Maybe someone can chime in on the last question, but pg 14 of the sup (dec 2015) shows the current projects at 1 million square feet at $160m or so cost. (June shows 350k sq ft, ~50m, ~10m revenue). Even higher redevelopment cost at 160/sq ft. However, they seem to project cash flow of $33 sq ft. ($20 sq ft June 2016)
On the face of it, it appears they are going for their highest value developments first and then will move down to lower cost ones.
But I see no requirement to complete this in 1 year. They seem to have 70m fcf so this could take 2-3 years for 1 m square feet. On the other hand, they do have some cash on hand of $250m to dip into. I hope they can self-sustain but I can see the counter-argument that to speed this process up they might need more cash. It's like your own business. If you don't have enough cash you can wait until your bank account builds up or you can go and get a loan if you are in a hurry to do something.

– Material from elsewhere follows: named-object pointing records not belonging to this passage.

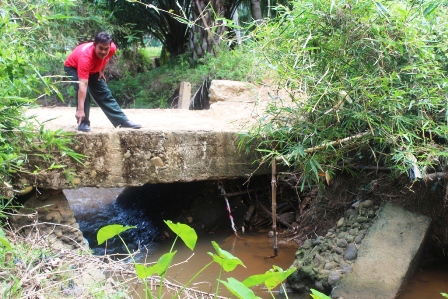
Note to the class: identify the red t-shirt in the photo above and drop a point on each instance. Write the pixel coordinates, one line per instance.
(84, 59)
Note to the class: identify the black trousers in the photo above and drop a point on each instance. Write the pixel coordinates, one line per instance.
(102, 96)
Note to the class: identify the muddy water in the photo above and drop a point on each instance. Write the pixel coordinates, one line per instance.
(95, 208)
(427, 284)
(255, 250)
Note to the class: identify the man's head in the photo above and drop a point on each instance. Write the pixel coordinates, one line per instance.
(102, 44)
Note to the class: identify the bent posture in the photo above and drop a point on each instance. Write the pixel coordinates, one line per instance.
(85, 65)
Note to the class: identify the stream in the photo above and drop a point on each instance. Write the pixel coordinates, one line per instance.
(95, 207)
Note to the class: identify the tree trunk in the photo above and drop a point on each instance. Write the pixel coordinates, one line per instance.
(206, 32)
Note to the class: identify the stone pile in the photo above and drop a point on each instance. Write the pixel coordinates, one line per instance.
(49, 215)
(322, 262)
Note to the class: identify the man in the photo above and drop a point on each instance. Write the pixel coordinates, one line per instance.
(85, 65)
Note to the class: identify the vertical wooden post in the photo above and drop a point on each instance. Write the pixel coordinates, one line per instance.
(274, 204)
(184, 96)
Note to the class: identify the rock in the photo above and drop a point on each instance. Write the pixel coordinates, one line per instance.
(340, 222)
(351, 252)
(328, 266)
(367, 204)
(341, 243)
(334, 277)
(157, 161)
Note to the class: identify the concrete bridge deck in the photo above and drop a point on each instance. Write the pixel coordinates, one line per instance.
(173, 145)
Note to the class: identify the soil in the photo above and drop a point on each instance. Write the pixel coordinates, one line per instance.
(324, 207)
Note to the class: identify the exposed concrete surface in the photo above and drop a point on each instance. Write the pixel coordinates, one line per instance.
(172, 146)
(387, 256)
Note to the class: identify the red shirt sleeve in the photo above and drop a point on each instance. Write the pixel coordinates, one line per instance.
(85, 61)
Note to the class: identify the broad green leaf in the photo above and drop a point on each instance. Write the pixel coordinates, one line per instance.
(109, 231)
(257, 279)
(144, 272)
(318, 295)
(160, 268)
(164, 262)
(278, 278)
(185, 232)
(238, 289)
(5, 243)
(224, 258)
(430, 8)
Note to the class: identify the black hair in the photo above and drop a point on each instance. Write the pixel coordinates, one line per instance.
(103, 38)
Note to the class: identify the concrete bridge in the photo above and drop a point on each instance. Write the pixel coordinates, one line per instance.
(184, 146)
(173, 145)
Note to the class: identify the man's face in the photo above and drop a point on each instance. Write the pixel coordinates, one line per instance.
(102, 49)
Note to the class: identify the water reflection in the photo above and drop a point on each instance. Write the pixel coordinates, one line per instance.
(427, 284)
(253, 249)
(96, 207)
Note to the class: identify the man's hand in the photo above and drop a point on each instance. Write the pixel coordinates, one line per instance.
(80, 116)
(101, 76)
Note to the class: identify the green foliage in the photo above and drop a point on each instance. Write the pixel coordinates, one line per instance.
(110, 231)
(367, 79)
(155, 88)
(24, 39)
(226, 260)
(318, 295)
(185, 232)
(4, 241)
(239, 289)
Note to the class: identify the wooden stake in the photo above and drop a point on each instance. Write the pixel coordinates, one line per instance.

However I'm totally stumped why they pay a $1 dividend at all which doesn't make any sense to me other than a vague thought that they want to pay shareholders for "waiting around". This doesn't strike me as entirely rational. I'm not too clear on REIT laws though and whether they must pay out based on NOI or based on free cash flow after all capex. They could easily engineer to have zero or close to zero fcf if that allowed them to avoid paying a dividend and develop faster. On the other hand, Seritage appears to be a low cost supplier pushing large new supply into the retail real estate market. Perhaps there is also an argument to be made that too fast development would depress prices and the goal is a measured, steady supply coming online in conjunction with economic recovery.